As the manager of the World Poets’ Tour, I have a tendency to get bogged down in logistics and calculations. If X poets on train heading north at Y mph are divided by Z rounds of sandwiches, then how many chapbook sales does it take to find a local journalist at this time of night. Saturday’s events at the British Library reminded me just what all these plans are in aid of.

This is the only event on the tour where all the poets and translators are in the same place at the same time, so before the readings, a celebratory photo-shoot is in order. Some poets are meeting their translators for the first time face to face today, there are introductions to be made and questions asked as the photographer groups and regroups their poses. To capture Gaarriye’s photo, the camera needs to be on its ‘Sport’ setting, so enthusiastic and unpindownable is the man.

Readings all afternoon, in a variety of combinations.
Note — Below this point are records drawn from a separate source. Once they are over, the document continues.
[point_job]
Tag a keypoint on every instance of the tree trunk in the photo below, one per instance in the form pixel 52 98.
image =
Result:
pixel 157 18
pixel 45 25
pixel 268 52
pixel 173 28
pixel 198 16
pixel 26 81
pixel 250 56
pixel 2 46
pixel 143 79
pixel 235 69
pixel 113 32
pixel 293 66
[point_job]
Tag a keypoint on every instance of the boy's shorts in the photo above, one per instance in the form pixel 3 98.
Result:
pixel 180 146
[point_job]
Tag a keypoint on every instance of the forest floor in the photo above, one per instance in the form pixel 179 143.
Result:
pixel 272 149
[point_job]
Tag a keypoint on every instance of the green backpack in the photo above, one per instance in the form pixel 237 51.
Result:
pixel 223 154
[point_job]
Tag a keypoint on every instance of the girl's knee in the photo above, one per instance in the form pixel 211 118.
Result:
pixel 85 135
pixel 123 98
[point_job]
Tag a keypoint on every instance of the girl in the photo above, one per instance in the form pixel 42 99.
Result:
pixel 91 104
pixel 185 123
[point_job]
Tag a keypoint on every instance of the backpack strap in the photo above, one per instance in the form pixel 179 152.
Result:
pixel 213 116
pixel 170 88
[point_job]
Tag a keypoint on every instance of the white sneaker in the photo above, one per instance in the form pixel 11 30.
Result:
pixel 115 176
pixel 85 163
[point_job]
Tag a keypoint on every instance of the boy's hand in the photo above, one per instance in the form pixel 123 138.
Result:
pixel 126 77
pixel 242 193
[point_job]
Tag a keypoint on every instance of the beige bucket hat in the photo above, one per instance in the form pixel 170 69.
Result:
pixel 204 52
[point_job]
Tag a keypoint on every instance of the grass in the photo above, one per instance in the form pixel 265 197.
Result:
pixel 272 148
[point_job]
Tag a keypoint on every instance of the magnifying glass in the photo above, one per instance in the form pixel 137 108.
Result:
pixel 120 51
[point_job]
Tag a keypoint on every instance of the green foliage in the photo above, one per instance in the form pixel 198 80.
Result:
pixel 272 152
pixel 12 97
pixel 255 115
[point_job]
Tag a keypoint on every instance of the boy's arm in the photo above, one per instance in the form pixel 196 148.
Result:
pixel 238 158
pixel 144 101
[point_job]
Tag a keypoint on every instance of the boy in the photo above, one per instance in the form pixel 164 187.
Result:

All the poets’ voices and ventriloquisms are heard – from Kajal’s nestless migrating Kurdish birds in Mimi’s beautiful translation to Saddiq & Sarah’s ‘Small Fox’ in his ‘vagabond stance’.

Audiences are healthy – 85+ at one point – and include many people I recognise from London poetry readings and events. What have they learnt today about Somali alliterative techniques, about Urdu’s poetic forms, I wonder? What effect is today’s reading going to have on their own thinking and writing from now on?